Desde o lançamento do primeiro filme da franquia O Exterminador do Futuro, é comum vermos obras que retratam um mundo dominado por robôs. Agora, estamos no início de um processo em que a tecnologia – ou mais especificamente a inteligência artificial (IA) – deve abalar as bases do próprio mundo do entretenimento e do universo digital.

Com usos que vão das formas tradicionais de entretenimento aos videogames, as técnicas de síntese de imagens e sons humanos vêm se tornando cada vez mais convincentes e acessíveis ao público em geral. Examinamos neste artigo o impacto da tecnologia deepfake no ecossistema do entretenimento e do universo digital.

O que é um deepfake e qual sua importância?

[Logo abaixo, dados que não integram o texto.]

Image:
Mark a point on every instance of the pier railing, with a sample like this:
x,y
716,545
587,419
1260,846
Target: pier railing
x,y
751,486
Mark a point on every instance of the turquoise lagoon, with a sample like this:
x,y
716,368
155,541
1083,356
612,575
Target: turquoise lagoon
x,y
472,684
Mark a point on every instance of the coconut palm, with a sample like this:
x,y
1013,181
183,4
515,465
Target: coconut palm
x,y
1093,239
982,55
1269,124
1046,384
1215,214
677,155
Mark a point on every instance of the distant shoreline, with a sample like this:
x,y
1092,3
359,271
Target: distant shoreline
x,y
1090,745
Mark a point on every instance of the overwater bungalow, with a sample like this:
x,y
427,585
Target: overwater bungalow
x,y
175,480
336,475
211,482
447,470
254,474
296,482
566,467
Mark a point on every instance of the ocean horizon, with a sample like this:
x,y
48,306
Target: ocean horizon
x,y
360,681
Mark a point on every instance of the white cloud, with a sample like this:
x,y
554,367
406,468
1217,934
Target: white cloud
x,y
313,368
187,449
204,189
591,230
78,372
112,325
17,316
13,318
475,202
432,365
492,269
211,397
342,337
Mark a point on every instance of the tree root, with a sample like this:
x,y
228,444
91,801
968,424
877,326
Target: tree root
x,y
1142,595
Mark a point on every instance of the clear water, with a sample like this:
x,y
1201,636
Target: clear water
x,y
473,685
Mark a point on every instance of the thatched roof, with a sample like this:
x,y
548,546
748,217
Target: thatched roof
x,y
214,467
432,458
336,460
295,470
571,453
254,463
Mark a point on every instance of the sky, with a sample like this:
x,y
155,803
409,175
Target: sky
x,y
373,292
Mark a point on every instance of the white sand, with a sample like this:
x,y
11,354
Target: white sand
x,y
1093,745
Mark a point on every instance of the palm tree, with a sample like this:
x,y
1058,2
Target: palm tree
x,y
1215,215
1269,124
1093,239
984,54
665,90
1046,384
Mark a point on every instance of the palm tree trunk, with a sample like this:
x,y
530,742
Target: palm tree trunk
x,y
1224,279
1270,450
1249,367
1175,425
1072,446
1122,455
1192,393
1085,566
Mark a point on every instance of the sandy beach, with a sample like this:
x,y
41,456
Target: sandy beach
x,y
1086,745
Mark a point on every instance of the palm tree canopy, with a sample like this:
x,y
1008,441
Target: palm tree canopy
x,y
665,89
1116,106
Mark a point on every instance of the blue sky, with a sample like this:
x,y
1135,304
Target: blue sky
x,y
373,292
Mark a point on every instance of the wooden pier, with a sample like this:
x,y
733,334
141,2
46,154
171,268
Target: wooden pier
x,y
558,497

O termo deepfake se refere a uma técnica baseada em inteligência artificial que é capaz de sintetizar áudios e vídeos, sobrepondo as feições de uma pessoa ao corpo de outra e/ou manipulando sons para produzir uma experiência humana realística. O ator Val Kilmer perdeu a voz devido a um câncer de garganta em 2015, mas a tecnologia deepfake da Sonantic, empresa de IA aplicada a som e voz, foi usada recentemente para possibilitar que Kilmer voltasse a “falar”. (O filho do ator foi às lágrimas ao ouvir novamente a “voz” de seu pai.)

Os deepfakes também vêm sendo usados para romper barreiras linguísticas, como na participação de David Beckham em um vídeo de uma campanha contra a malária, em que a tecnologia possibilitou que o ex-jogador do Manchester United e do Real Madrid transmitisse sua mensagem em nove idiomas diferentes. Há também situações em que o deepfake é usado apenas com finalidades lúdicas, como em uma instalação artística que permite aos usuários tirar uma selfie “surreal” com Salvador Dalí.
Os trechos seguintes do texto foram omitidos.